L’ELM montre que la façon dont nous traitons un message dépend de notre motivation et capacité, ce qui détermine si nous adopterons une attitude durable via un traitement approfondi ou une attitude plus fragile via des indices heuristiques.

6. Routes de traitement

Notions clés & Définitions

  • Route centrale : Mode de traitement du message basé sur une analyse approfondie, impliquant l’élaboration cognitive et la réflexion critique sur la qualité des arguments, permettant une attitude plus durable et résistante à la contre-persuasion (voir aussi "élaboration cognitive").
  • Route périphérique : Mode de traitement rapide et superficiel, utilisant des indices heuristiques tels que l’attractivité ou l’expertise de la source, conduisant à une attitude fragile et sensible au contexte (voir aussi "indices heuristiques").
  • Motivation et capacité (selon Petty & Cacioppo, 1986) : Facteurs déterminant le choix entre la route centrale et périphérique ; une motivation élevée et une capacité suffisante favorisent le traitement central, tandis qu’une motivation ou capacité faibles favorisent le traitement périphérique.

Points essentiels

  • La route centrale implique une analyse approfondie du contenu du message, favorisant une attitude durable, une résistance à la contre-persuasion, et une influence basée sur la qualité des arguments (voir aussi "élaboration cognitive").
  • La route périphérique repose sur un traitement rapide utilisant des indices heuristiques tels que la crédibilité ou l’attractivité de la source, ce qui rend l’attitude plus fragile et sensible au contexte.
  • Le choix de la route dépend principalement de la motivation et de la capacité du récepteur : lorsque ces deux facteurs sont élevés, la route centrale est privilégiée ; sinon, la route périphérique est favorisée (voir aussi "motivation et capacité").
  • La théorie du ELM (Elaboration Likelihood Model, Petty & Cacioppo, 1986) précise que la qualité des arguments influence davantage l’attitude dans la route centrale, tandis que les indices périphériques ont plus d’impact dans la route périphérique.
  • La durabilité de l’attitude est généralement plus forte lorsqu’elle est formée via la route centrale, qui implique une élaboration cognitive poussée.

À retenir

Le traitement de l’information dépend de la motivation et de la capacité du récepteur, déterminant s’il analysera en profondeur le contenu ou s’appuiera sur des indices heuristiques, ce qui influence la durabilité et la résistance de l’attitude formée.

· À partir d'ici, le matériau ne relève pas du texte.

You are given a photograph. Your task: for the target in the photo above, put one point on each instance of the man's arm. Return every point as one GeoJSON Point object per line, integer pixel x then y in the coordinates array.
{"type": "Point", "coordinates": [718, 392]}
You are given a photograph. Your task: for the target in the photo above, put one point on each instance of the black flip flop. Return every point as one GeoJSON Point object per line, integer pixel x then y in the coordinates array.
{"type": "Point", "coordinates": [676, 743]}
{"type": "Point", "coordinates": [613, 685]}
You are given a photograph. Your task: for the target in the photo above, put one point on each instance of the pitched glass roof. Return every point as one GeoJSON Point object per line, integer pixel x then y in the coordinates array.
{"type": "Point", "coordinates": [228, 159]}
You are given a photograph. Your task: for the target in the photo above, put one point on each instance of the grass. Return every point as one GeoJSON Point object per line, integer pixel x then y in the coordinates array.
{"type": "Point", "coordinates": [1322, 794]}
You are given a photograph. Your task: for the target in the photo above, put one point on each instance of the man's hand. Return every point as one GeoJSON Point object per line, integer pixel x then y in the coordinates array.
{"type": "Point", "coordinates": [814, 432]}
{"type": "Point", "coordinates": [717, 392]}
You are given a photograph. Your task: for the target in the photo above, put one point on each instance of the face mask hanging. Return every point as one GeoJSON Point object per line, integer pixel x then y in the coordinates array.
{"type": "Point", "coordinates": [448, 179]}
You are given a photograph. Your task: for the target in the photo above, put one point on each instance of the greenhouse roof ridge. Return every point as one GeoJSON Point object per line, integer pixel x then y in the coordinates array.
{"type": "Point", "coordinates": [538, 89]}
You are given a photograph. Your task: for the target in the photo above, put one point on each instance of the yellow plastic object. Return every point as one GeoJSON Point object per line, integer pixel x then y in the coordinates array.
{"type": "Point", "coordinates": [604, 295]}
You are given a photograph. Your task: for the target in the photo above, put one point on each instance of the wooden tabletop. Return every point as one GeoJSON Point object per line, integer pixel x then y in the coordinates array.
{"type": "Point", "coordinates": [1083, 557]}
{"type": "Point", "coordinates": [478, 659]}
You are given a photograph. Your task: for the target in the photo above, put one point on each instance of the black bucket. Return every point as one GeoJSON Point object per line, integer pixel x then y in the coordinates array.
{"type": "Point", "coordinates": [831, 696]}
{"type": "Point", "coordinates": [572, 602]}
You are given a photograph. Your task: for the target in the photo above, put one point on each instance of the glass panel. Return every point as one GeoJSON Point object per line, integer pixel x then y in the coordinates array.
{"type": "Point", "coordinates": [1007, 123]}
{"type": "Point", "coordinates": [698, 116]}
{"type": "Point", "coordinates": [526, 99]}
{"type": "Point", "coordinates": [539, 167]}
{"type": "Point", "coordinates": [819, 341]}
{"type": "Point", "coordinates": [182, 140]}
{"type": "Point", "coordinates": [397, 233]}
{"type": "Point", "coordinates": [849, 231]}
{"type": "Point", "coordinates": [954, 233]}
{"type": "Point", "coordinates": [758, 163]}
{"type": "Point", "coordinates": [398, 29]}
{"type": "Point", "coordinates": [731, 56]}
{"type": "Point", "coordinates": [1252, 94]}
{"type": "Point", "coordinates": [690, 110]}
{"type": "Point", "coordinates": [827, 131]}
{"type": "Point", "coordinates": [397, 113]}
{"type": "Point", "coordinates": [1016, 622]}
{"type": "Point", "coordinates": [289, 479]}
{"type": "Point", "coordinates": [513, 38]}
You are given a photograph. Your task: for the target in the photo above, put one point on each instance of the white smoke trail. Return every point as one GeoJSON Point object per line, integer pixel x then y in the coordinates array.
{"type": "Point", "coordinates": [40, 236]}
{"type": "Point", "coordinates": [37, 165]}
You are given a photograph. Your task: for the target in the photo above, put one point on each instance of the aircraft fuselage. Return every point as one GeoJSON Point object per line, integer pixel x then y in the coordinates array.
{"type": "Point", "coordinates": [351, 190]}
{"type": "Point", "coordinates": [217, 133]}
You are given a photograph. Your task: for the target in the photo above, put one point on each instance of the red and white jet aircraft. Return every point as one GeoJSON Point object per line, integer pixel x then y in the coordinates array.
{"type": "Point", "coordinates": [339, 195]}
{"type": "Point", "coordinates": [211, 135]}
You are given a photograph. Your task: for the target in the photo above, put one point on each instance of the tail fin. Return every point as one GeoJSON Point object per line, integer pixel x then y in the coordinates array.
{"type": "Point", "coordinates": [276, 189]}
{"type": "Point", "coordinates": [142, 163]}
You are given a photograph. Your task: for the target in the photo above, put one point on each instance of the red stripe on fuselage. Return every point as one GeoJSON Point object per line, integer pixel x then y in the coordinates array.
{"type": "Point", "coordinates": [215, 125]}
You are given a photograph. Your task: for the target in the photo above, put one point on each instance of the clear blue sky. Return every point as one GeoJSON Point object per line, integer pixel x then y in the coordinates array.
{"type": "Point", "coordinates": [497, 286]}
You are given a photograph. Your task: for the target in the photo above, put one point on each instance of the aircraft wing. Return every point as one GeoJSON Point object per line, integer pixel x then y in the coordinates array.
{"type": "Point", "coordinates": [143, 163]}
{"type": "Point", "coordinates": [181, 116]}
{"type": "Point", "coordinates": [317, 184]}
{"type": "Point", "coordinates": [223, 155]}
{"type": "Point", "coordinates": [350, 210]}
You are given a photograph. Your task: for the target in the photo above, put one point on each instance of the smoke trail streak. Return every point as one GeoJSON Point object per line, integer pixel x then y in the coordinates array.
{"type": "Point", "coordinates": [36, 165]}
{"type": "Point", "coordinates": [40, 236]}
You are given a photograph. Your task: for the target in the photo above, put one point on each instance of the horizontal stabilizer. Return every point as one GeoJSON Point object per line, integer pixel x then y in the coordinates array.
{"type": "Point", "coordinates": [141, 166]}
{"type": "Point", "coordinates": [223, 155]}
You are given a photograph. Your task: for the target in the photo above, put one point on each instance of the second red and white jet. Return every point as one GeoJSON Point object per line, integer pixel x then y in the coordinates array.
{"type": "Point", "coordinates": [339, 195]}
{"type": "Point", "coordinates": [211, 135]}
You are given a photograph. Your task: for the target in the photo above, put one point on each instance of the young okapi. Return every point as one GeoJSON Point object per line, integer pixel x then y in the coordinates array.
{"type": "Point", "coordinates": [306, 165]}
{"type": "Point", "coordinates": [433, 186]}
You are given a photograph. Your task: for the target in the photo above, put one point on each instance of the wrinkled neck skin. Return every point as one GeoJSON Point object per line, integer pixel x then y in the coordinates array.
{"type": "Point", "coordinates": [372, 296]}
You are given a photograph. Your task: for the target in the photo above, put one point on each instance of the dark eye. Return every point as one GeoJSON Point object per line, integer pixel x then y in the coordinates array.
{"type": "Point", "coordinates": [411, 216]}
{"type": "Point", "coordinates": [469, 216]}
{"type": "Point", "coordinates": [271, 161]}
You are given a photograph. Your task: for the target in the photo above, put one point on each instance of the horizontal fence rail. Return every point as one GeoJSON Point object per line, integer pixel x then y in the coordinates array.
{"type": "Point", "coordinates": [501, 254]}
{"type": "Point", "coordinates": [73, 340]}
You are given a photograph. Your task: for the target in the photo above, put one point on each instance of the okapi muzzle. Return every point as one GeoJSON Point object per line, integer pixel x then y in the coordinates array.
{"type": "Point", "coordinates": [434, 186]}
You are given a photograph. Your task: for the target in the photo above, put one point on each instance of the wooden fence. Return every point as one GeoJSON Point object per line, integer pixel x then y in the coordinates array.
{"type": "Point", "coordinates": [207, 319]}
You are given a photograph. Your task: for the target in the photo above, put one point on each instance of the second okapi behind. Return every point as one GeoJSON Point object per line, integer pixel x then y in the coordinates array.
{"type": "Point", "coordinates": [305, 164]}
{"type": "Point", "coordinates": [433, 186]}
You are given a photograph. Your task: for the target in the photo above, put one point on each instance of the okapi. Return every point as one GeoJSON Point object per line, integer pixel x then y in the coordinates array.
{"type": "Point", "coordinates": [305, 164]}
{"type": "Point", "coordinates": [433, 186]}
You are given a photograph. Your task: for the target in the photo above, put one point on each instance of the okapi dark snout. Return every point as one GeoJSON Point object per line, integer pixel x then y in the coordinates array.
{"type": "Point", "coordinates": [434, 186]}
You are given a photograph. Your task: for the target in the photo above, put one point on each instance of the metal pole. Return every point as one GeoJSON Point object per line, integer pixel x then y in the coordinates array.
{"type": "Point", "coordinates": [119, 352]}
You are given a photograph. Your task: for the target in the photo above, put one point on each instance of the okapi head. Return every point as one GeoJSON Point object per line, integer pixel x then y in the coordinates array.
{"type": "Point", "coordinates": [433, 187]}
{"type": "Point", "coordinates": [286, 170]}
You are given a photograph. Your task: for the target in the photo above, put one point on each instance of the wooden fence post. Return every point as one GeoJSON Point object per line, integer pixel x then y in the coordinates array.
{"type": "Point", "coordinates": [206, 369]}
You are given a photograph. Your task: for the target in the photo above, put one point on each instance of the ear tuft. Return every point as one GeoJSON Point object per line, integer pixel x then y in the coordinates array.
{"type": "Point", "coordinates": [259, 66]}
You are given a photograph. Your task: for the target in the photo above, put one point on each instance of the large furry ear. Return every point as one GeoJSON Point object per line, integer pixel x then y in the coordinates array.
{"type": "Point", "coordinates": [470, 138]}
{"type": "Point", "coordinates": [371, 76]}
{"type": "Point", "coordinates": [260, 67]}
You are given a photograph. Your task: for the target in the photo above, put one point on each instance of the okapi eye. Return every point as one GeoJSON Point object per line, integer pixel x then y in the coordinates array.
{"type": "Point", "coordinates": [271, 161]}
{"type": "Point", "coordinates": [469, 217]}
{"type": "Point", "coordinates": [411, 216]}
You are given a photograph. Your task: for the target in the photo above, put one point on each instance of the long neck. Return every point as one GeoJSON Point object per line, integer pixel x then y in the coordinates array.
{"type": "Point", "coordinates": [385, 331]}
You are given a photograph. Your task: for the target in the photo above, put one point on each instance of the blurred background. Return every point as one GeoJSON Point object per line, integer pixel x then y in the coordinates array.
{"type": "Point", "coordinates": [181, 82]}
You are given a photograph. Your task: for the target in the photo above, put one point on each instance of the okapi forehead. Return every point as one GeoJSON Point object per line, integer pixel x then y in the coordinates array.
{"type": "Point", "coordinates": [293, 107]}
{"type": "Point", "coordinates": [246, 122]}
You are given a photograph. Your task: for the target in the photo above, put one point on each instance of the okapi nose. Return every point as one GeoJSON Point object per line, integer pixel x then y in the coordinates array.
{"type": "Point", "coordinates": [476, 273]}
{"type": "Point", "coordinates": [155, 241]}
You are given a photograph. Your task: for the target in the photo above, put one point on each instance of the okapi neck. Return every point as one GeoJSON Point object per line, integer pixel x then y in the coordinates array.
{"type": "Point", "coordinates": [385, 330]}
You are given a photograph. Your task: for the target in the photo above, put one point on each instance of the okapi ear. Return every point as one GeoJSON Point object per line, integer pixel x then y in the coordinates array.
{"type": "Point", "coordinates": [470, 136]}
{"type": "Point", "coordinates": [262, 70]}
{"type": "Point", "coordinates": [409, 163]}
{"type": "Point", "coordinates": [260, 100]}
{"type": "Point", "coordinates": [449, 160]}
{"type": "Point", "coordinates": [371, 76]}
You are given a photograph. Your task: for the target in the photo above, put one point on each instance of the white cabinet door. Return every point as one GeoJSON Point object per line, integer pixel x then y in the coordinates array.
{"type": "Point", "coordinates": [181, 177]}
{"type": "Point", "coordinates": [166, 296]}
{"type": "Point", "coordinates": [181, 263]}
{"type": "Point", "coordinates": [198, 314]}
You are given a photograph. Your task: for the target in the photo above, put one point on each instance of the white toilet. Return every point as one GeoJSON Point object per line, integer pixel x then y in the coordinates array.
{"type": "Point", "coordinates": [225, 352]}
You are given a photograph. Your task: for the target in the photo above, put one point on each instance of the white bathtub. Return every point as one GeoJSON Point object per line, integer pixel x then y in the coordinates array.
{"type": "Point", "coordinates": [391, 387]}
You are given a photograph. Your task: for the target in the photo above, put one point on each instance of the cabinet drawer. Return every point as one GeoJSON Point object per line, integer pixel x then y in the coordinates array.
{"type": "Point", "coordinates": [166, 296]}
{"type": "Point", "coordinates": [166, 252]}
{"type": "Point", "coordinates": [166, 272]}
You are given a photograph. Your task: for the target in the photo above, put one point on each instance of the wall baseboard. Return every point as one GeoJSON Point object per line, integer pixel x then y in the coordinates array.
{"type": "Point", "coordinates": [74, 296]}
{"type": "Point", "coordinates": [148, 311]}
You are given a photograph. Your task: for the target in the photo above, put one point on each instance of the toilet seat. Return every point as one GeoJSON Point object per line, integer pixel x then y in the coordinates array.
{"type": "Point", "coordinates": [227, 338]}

7. Implication et influence

Notions clés & Définitions

  • Implication personnelle : degré d’importance ou d’intérêt que l’individu attribue à un message ou à une situation, modérant la manière dont il traite l’information (voir section 6).
  • Traitement central : mode de traitement de l’information selon l’Elaboration Likelihood Model (ELM) (Petty & Cacioppo, 1986), caractérisé par une analyse approfondie de la qualité des arguments, favorisée par une haute implication.
  • Traitement périphérique : mode de traitement selon l’ELM, basé sur des indices heuristiques ou périphériques (ex : expertise, attractivité), favorisé par une faible implication (Petty & Cacioppo, 1986).
  • Haute implication : situation où l’individu est fortement motivé et capable de traiter le message en profondeur, ce qui favorise le traitement central et la sensibilité à la qualité des arguments (Petty & Cacioppo, 1986).
  • Faible implication : situation où l’individu a peu de motivation ou de capacité à traiter le message en profondeur, conduisant à un traitement périphérique basé sur des indices heuristiques (Petty & Cacioppo, 1986).

Points essentiels

  • L’implication personnelle agit comme un modérateur clé dans la persuasion : elle détermine si le traitement du message sera central ou périphérique.
  • Selon l’ELM (Petty & Cacioppo, 1986), la haute implication conduit à un traitement approfondi, où la qualité des arguments est déterminante pour la persuasion.
  • En contexte de faible implication, le traitement est plus superficiel, basé sur des indices heuristiques comme l’expertise ou l’attractivité de la source, ce qui rend l’attitude plus fragile et sensible aux indices périphériques.
  • La sensibilité à la qualité des arguments est plus forte en cas de haute implication, tandis que l’effet des indices périphériques est accru en cas de faible implication (Petty, Cacioppo & Goldman, 1981).
  • La théorie montre que l’implication personnelle influence la route de persuasion : quand l’enjeu est élevé, le traitement central prévaut, sinon le traitement périphérique domine.

À retenir

L’implication personnelle détermine si l’individu traitera un message en profondeur ou de manière superficielle, modulant ainsi l’impact des arguments ou des indices heuristiques dans le processus de persuasion.

8. Qualité des arguments

Notions clés & Définitions

  • Arguments forts vs faibles : Arguments forts sont logiquement solides, bien étayés et convaincants, tandis que les arguments faibles manquent de solidité ou de pertinence. La qualité des arguments influence leur capacité à persuader (voir ELM, Petty & Cacioppo, 1986).

  • Effet principal de la qualité des arguments : Lorsqu'une personne est fortement impliquée dans un sujet, la persuasion dépend principalement de la qualité des arguments présentés, c’est-à-dire que des arguments forts entraînent une attitude plus favorable qu’un argument faible (voir ELM, Petty & Cacioppo, 1986).

  • Interaction entre implication et qualité des arguments : La force de l’impact des arguments dépend du niveau d’implication. Sous forte implication, la qualité des arguments a un effet plus marqué sur l’attitude, alors que sous faible implication, l’effet est moindre et davantage influencé par des indices périphériques (voir ELM, Petty & Cacioppo, 1986).

Points essentiels

  • La persuasion ne repose pas uniquement sur la présence d’arguments, mais surtout sur leur qualité. Des arguments forts sont plus efficaces, notamment lorsque le récepteur est motivé et capable de traiter le message en profondeur (route centrale dans ELM).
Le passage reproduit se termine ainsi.